[Lustre-devel] Lustre HSM HLD draft
Nathaniel Rutman
Nathan.Rutman at Sun.COM
Mon Feb 11 12:33:03 PST 2008
Aurelien Degremont wrote:
> Nathaniel Rutman a écrit :
>
>> 5.1 external storage list - is this to be stored on the MGS device or a
>> separate device? If the coordinator lives on the MGS, why not it's
>> storage as well? In any case, it should be possible to co-locate the
>> coordinator on the MGS and used the MGS's storage device, in the same
>> way that the MGS can currently co-locate with the MDT.
>> How does the coordinator request activity from an agent? If the
>> coordinator is the RPC server, then it's up to the agents to make
>> requests; agents aren't listening for RPC requests themselves.
>>
>
> Presently, it is never said that the coordinator will live on the MGS.
> The Coordinator constrains are:
> 1 - Must receive various migration requests from OST/MDT.

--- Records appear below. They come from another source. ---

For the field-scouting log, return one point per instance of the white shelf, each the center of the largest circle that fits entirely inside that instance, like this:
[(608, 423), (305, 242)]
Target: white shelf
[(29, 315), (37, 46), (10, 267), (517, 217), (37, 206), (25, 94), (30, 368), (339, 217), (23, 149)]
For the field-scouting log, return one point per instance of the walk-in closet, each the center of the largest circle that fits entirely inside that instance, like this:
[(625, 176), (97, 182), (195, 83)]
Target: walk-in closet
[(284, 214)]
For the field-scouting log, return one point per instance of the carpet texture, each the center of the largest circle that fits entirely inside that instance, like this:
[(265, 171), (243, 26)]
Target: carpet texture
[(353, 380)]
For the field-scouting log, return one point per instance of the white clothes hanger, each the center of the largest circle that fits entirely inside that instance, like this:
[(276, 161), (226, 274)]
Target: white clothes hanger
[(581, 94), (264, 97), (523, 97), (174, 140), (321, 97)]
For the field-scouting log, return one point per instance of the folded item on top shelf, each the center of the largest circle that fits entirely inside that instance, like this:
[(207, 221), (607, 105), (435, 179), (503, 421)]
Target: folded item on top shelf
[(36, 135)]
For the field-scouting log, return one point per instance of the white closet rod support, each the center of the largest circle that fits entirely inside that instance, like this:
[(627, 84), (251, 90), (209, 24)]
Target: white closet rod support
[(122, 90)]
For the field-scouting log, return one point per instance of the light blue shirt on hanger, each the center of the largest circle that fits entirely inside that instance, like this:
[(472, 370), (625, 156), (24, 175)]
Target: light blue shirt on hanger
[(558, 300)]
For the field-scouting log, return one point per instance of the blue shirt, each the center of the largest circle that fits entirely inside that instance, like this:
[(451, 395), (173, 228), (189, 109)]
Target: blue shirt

> 2 - Should be able to communicate with Agents and asks them migrations.
> 3 - Should store configuration and migration logs.
>
> I think #1 and #2 are two differents API. The coordinator is clearly a
> RPC server for the first one. How #2 should be implemented is not so
> clear. What would be be the "Lustre-way" here?
>
With userspace servers, presumably we have some way of passing LNET
messages
from kernel to userspace. We should probably still go through LNET for
#2 in order
to use the broadest range of network fabrics. So it could be the same
or similar
RPC. There is no "Lustre-way" for this area - we've never done this
kind of thing before.
> For #3, the few logs that will be backed up here are not huge, and it
> surely could be colocated with another Target, but I'm not sure this
> should be mandatory. This device should be available to several servers,
> for failover like the other Targets. We could imagine having more than 1
> coordinator at long term. I'm not sure it is a good idea to stick it to
> another target.
>
Not mandatory, but possible is nice. Minimize the number of required
partitions.
>
>> 6.3 object ref should include version number. Also include checksum?
>>
>
> For data coherency? Should we add a explicit checksum for those values
> (stored in an EA) or used a possible backend feature (Can ZFS and
> ldiskfs detect EA value corruption by themselves?) ?
>
ZFS can, ldiskfs cannot. Anyhow, it was just a thought. Doesn't hurt
to allow space for it.
>
>> 2.1Archiving one Lustre file
>> There should not be a cache miss when archiving a lustre file; perhaps
>> open-by-fid is intended to bypass atime updates
>> so that the file isn't marked as "recently accessed"?
>>
> > Transparent access - should this avoid modification of atime/mtime?
>
> I would say yes.
>
>
>> 2.2Restoring a file
>> "External ID" presumably contains all information required to retrieve
>> the file - tape #, path name, etc?
>> Once file is copied back, we should probably restore original ctime,
>> mtime, atime - coordinator is storing this, correct?
>>
>
> External ID is an opaque value manage by the archiving tool. If the HSM
> can store a lot of metadata, only a ref is needed, if not, the tool is
> responsible for storing all the data it needs. Anyway, this is totally
> opaque for Lustre.
> I hope the HSMs will not need so many data in this field. HPSS does not
> need so many data, it uses its internal DB to store them. I suppose SAM
> also.
>
What about restore of original ctime, mtime, atime? I think we must
store it
in the coordinator because we must work with all HSMs, and I think it is
important
to restore it.
>
>> IV2 - why not multiple purged windows? Seems like if you're going to
>> purge 1 object out of a file, you might want to purge more.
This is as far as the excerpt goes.